María

Olga Bernad

Olga Bernad

Hay demasiados famosos a los que les da por morirse y uno no daría abasto si se centrara en las necrológicas, pero de vez en cuando la noticia de la muerte de alguien te produce un pellizco en el corazón porque los humanos somos así: tendentes al sentimiento. El jueves se nos fue María Jiménez, que me gustaba a rabiar, aunque mis amigos mods y mis amigos rockeros, tan english ellos y tan americanos, se rían de mí cada vez que encaro el tema.

María fue una musa de mi infancia en esa España harta de tragedias y peinetas, cuando era guapa y libre y provocadora como una mala muhé y cantaba con gesto de orgasmar para pasmo del folklore antiguo y desbarajuste de la entonces nueva modernidad. Tenía una voz acanallada y potente, llena de matices trágicos, una voz como suele ser la vida de las mujeres con carácter y ternura, como ella misma, cortante a veces y dulce otras, capaz de desconcertar. En su descaro militante yo adivinaba también una suerte de inocencia, y ese candor lleno de mundo me parecía (y me parece) fascinante.

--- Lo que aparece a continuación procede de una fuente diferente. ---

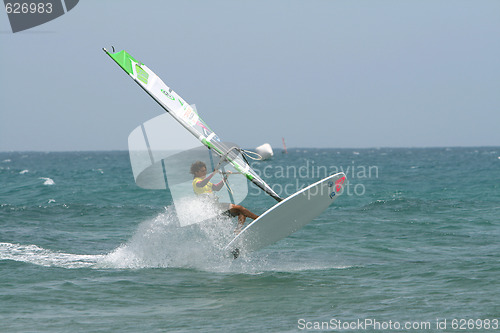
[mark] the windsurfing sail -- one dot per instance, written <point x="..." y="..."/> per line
<point x="178" y="108"/>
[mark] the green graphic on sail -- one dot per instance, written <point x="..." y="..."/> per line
<point x="187" y="116"/>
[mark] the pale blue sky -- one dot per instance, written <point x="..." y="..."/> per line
<point x="320" y="73"/>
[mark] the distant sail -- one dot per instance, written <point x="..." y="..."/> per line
<point x="186" y="116"/>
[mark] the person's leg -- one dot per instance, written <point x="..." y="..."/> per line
<point x="237" y="209"/>
<point x="242" y="213"/>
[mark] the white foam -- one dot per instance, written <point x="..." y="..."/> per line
<point x="161" y="243"/>
<point x="48" y="181"/>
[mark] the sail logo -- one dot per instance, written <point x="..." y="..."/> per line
<point x="26" y="14"/>
<point x="166" y="93"/>
<point x="142" y="75"/>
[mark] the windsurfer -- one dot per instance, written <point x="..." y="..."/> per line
<point x="203" y="186"/>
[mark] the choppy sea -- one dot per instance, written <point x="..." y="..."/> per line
<point x="413" y="244"/>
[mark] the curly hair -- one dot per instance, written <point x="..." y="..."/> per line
<point x="197" y="166"/>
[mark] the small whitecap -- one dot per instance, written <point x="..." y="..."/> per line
<point x="48" y="181"/>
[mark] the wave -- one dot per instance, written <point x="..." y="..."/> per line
<point x="39" y="256"/>
<point x="48" y="181"/>
<point x="161" y="243"/>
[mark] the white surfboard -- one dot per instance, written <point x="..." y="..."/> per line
<point x="288" y="216"/>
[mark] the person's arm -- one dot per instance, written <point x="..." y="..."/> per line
<point x="205" y="181"/>
<point x="218" y="186"/>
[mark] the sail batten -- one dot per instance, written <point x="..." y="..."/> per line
<point x="186" y="115"/>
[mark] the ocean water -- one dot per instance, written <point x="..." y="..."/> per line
<point x="414" y="240"/>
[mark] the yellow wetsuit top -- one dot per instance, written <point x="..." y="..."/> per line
<point x="201" y="190"/>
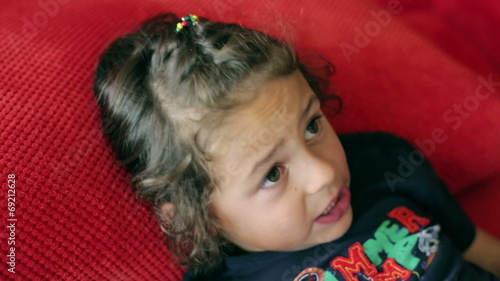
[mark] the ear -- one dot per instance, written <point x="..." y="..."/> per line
<point x="167" y="210"/>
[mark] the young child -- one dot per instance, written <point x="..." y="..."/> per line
<point x="223" y="131"/>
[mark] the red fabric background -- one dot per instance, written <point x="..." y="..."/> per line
<point x="76" y="217"/>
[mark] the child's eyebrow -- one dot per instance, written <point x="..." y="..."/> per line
<point x="270" y="155"/>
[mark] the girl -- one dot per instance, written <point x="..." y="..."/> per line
<point x="223" y="130"/>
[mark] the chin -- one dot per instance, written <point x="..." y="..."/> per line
<point x="339" y="228"/>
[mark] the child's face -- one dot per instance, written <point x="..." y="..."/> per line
<point x="282" y="168"/>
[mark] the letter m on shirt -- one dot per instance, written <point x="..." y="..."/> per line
<point x="357" y="263"/>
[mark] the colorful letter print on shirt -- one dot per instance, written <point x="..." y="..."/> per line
<point x="403" y="246"/>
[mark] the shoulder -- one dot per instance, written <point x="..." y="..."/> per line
<point x="388" y="161"/>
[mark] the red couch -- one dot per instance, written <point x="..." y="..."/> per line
<point x="425" y="70"/>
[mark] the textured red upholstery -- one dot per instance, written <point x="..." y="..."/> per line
<point x="410" y="68"/>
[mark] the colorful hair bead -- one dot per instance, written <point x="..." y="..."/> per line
<point x="188" y="20"/>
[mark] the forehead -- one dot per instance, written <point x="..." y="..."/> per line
<point x="262" y="121"/>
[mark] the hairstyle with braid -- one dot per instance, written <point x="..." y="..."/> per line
<point x="158" y="88"/>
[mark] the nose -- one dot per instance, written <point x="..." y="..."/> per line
<point x="315" y="171"/>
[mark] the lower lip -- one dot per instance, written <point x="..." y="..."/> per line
<point x="338" y="211"/>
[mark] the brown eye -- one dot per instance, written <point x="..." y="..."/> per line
<point x="313" y="128"/>
<point x="272" y="177"/>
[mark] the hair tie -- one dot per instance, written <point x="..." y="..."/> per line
<point x="188" y="20"/>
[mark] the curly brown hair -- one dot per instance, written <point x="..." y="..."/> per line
<point x="157" y="89"/>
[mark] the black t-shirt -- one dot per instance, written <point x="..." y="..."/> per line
<point x="406" y="226"/>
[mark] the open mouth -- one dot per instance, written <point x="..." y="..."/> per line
<point x="337" y="207"/>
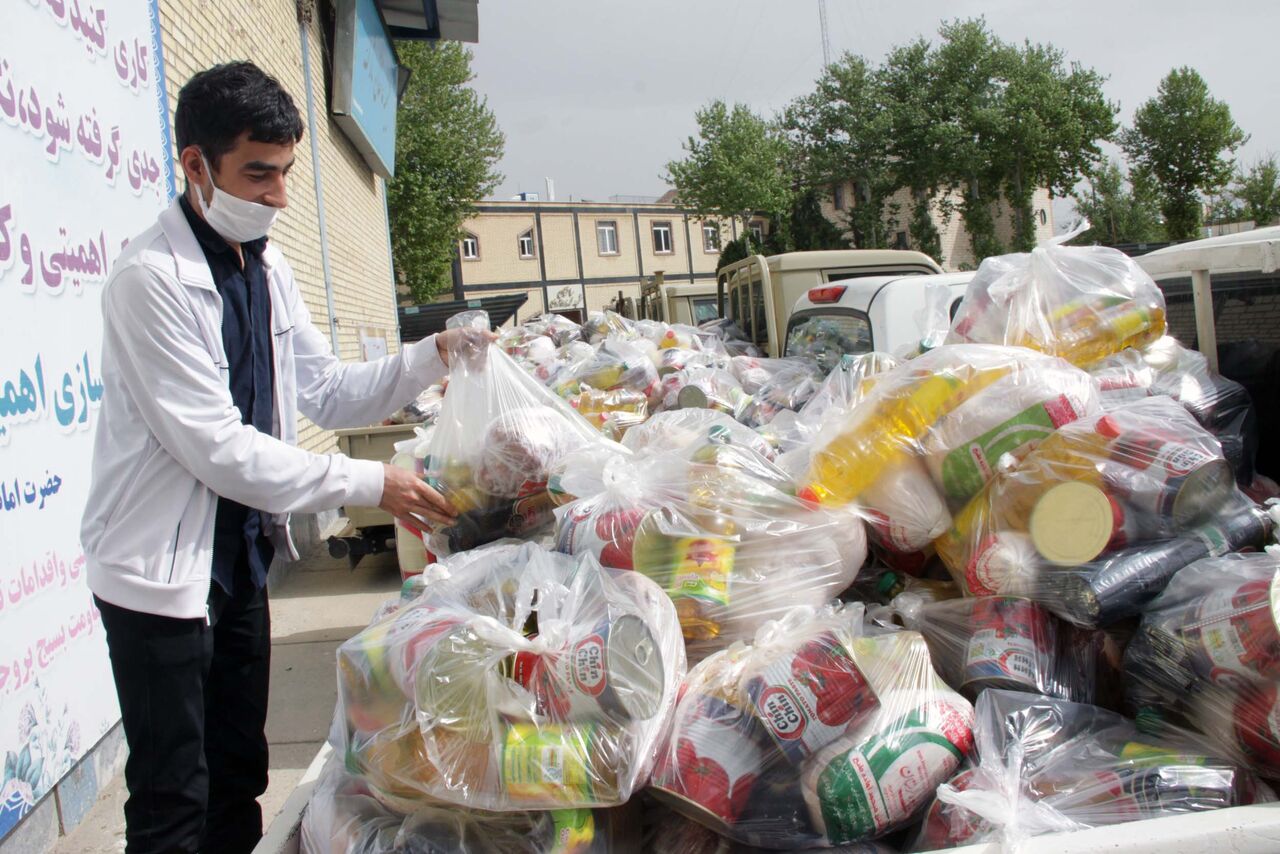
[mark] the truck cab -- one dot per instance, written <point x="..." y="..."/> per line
<point x="758" y="293"/>
<point x="689" y="304"/>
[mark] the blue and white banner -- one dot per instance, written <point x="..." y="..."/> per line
<point x="86" y="165"/>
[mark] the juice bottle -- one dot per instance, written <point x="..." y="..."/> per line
<point x="855" y="459"/>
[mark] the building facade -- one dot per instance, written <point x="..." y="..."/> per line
<point x="956" y="247"/>
<point x="575" y="257"/>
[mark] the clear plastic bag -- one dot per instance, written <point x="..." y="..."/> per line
<point x="1045" y="766"/>
<point x="1097" y="517"/>
<point x="1079" y="302"/>
<point x="498" y="435"/>
<point x="1207" y="656"/>
<point x="344" y="817"/>
<point x="775" y="386"/>
<point x="1005" y="642"/>
<point x="525" y="680"/>
<point x="935" y="428"/>
<point x="717" y="528"/>
<point x="821" y="733"/>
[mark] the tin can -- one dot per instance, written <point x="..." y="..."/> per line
<point x="1169" y="480"/>
<point x="947" y="825"/>
<point x="608" y="534"/>
<point x="1121" y="584"/>
<point x="810" y="697"/>
<point x="713" y="761"/>
<point x="1237" y="635"/>
<point x="877" y="779"/>
<point x="613" y="672"/>
<point x="553" y="766"/>
<point x="1256" y="724"/>
<point x="1009" y="647"/>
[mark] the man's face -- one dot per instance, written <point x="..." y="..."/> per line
<point x="251" y="170"/>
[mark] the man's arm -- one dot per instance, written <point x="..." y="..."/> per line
<point x="187" y="405"/>
<point x="337" y="394"/>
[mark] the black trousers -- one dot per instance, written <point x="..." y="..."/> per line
<point x="193" y="703"/>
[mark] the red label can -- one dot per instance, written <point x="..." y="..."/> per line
<point x="1009" y="645"/>
<point x="810" y="697"/>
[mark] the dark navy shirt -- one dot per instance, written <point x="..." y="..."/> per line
<point x="238" y="530"/>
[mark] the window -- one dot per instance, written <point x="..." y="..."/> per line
<point x="827" y="337"/>
<point x="607" y="237"/>
<point x="711" y="237"/>
<point x="470" y="247"/>
<point x="704" y="310"/>
<point x="662" y="238"/>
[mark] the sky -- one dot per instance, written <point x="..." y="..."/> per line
<point x="599" y="95"/>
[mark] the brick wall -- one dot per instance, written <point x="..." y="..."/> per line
<point x="266" y="31"/>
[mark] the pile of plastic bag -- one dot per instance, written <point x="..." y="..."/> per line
<point x="1097" y="517"/>
<point x="714" y="524"/>
<point x="1207" y="657"/>
<point x="819" y="733"/>
<point x="524" y="680"/>
<point x="1045" y="766"/>
<point x="917" y="592"/>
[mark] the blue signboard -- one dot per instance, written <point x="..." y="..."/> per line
<point x="366" y="76"/>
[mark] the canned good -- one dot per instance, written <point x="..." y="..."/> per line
<point x="716" y="758"/>
<point x="1009" y="648"/>
<point x="560" y="765"/>
<point x="810" y="697"/>
<point x="1073" y="523"/>
<point x="1170" y="480"/>
<point x="608" y="534"/>
<point x="865" y="785"/>
<point x="947" y="825"/>
<point x="1256" y="724"/>
<point x="615" y="672"/>
<point x="1127" y="580"/>
<point x="1237" y="635"/>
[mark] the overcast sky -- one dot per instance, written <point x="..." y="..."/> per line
<point x="599" y="95"/>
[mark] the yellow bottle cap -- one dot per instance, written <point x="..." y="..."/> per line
<point x="1072" y="524"/>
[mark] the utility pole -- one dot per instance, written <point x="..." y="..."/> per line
<point x="826" y="39"/>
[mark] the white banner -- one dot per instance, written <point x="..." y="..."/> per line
<point x="85" y="165"/>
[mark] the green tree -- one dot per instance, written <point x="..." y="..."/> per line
<point x="735" y="167"/>
<point x="1257" y="191"/>
<point x="1119" y="209"/>
<point x="447" y="146"/>
<point x="842" y="129"/>
<point x="1180" y="137"/>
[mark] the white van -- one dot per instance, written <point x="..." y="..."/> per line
<point x="758" y="292"/>
<point x="882" y="313"/>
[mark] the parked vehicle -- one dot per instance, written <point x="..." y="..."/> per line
<point x="758" y="293"/>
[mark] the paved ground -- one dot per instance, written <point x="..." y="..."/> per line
<point x="318" y="607"/>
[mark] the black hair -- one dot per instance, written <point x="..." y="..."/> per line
<point x="218" y="105"/>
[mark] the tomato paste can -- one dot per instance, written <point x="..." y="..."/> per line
<point x="613" y="672"/>
<point x="810" y="697"/>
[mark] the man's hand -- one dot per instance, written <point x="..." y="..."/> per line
<point x="465" y="341"/>
<point x="407" y="497"/>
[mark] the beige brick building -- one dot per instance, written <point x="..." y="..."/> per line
<point x="199" y="35"/>
<point x="579" y="256"/>
<point x="956" y="249"/>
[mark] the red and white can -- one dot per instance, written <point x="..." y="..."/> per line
<point x="613" y="672"/>
<point x="1009" y="645"/>
<point x="1238" y="635"/>
<point x="712" y="762"/>
<point x="810" y="697"/>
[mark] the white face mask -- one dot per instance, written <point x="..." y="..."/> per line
<point x="236" y="219"/>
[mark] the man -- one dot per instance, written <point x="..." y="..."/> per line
<point x="208" y="355"/>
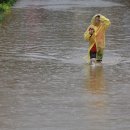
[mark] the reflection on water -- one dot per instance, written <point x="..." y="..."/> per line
<point x="95" y="79"/>
<point x="43" y="82"/>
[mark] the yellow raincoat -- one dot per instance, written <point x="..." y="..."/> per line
<point x="98" y="37"/>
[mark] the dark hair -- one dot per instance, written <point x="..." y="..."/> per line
<point x="98" y="16"/>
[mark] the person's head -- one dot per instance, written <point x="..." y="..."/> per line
<point x="97" y="19"/>
<point x="91" y="30"/>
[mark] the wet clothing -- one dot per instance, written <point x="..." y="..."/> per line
<point x="98" y="36"/>
<point x="94" y="49"/>
<point x="92" y="54"/>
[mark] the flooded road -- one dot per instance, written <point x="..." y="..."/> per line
<point x="45" y="84"/>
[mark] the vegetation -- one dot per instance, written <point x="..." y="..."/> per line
<point x="5" y="7"/>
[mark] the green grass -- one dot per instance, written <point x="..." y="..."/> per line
<point x="5" y="8"/>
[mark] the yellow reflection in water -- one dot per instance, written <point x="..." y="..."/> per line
<point x="97" y="100"/>
<point x="95" y="79"/>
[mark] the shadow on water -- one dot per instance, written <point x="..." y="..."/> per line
<point x="42" y="76"/>
<point x="95" y="82"/>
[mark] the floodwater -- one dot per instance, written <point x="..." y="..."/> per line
<point x="45" y="84"/>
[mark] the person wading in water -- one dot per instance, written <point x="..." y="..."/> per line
<point x="95" y="34"/>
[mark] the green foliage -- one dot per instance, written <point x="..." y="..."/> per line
<point x="5" y="7"/>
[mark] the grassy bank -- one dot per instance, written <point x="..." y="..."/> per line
<point x="5" y="7"/>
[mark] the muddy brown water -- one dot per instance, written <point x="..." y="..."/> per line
<point x="45" y="84"/>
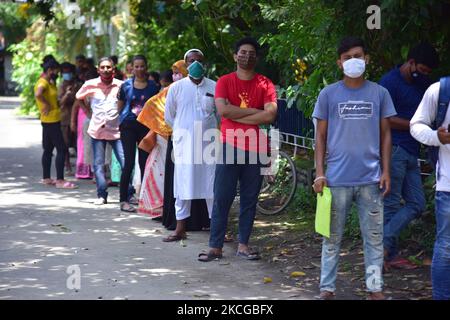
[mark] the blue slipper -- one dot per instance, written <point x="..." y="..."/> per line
<point x="248" y="255"/>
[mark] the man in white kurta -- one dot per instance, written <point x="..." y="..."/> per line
<point x="190" y="111"/>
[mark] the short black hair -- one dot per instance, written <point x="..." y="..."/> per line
<point x="350" y="42"/>
<point x="247" y="40"/>
<point x="47" y="58"/>
<point x="68" y="65"/>
<point x="139" y="57"/>
<point x="155" y="75"/>
<point x="167" y="76"/>
<point x="424" y="53"/>
<point x="50" y="64"/>
<point x="115" y="59"/>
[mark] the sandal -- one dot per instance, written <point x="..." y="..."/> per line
<point x="248" y="255"/>
<point x="228" y="238"/>
<point x="126" y="207"/>
<point x="174" y="237"/>
<point x="210" y="256"/>
<point x="400" y="263"/>
<point x="48" y="182"/>
<point x="66" y="185"/>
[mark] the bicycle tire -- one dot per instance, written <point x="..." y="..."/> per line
<point x="291" y="194"/>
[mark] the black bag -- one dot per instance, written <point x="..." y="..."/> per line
<point x="444" y="100"/>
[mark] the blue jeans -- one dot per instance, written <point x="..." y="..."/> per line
<point x="98" y="147"/>
<point x="225" y="182"/>
<point x="406" y="184"/>
<point x="369" y="202"/>
<point x="440" y="267"/>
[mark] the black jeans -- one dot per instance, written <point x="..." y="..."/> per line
<point x="52" y="138"/>
<point x="131" y="133"/>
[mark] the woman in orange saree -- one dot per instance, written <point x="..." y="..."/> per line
<point x="151" y="198"/>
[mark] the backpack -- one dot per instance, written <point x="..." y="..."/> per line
<point x="444" y="100"/>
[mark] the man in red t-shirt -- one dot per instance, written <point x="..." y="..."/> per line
<point x="244" y="100"/>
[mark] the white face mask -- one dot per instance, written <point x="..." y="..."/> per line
<point x="354" y="67"/>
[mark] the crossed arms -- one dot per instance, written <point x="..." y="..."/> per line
<point x="247" y="115"/>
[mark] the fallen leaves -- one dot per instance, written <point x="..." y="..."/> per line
<point x="61" y="227"/>
<point x="297" y="274"/>
<point x="267" y="280"/>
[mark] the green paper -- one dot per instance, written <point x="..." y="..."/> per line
<point x="323" y="213"/>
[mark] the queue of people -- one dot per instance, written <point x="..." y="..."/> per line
<point x="196" y="140"/>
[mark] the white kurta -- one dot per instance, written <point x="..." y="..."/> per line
<point x="190" y="111"/>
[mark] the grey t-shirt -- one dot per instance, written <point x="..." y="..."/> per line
<point x="353" y="138"/>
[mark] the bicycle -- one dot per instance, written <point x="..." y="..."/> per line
<point x="277" y="190"/>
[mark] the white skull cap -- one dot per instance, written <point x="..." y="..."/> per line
<point x="192" y="50"/>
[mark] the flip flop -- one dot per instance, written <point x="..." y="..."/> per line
<point x="401" y="264"/>
<point x="210" y="256"/>
<point x="228" y="238"/>
<point x="66" y="185"/>
<point x="130" y="208"/>
<point x="174" y="237"/>
<point x="248" y="255"/>
<point x="48" y="182"/>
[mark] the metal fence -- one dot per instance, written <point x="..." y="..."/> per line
<point x="298" y="131"/>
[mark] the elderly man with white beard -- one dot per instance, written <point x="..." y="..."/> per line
<point x="190" y="111"/>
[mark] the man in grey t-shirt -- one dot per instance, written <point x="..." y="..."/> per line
<point x="352" y="125"/>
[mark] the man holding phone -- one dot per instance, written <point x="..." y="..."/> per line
<point x="434" y="108"/>
<point x="406" y="84"/>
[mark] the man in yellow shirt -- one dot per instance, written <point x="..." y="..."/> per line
<point x="46" y="95"/>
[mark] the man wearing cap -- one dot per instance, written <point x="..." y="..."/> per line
<point x="190" y="111"/>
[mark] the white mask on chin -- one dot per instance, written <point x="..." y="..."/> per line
<point x="354" y="67"/>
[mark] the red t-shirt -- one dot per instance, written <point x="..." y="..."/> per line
<point x="253" y="93"/>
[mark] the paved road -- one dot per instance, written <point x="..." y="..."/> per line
<point x="45" y="231"/>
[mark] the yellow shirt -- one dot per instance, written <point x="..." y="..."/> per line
<point x="50" y="94"/>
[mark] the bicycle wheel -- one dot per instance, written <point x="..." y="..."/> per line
<point x="277" y="190"/>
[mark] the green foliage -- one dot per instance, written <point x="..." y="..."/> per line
<point x="27" y="60"/>
<point x="304" y="203"/>
<point x="14" y="25"/>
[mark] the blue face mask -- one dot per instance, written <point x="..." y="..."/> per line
<point x="196" y="70"/>
<point x="67" y="76"/>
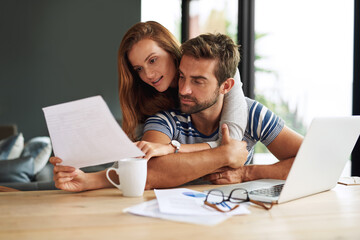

Su gesto era exagerado, su tinte rubio también, y desde luego lo eran las letras de sus canciones, pero sin embargo transmitía una clara autenticidad. Se reinventó vestida de pavo real cuando pretendían olvidarla, y se marcó un disco, ya en su madurez, donde su voz estaba mejor que nunca, con matices ahumados como el mejor whisky después de dormir muchos años respirando en barricas de roble. Eso no se improvisa. La última vez que vi una entrevista suya la encontré mayor y serena como por fuerza mayor, aún se divisaba en el fondo de las respuestas un brillo de navaja abierta. Me gustaba María, espero que haya un cielo donde pueda levantarse la falda mientras canta y enseñar esas piernas ahora para siempre eternas en algún lugar. Que la tierra le sea leve.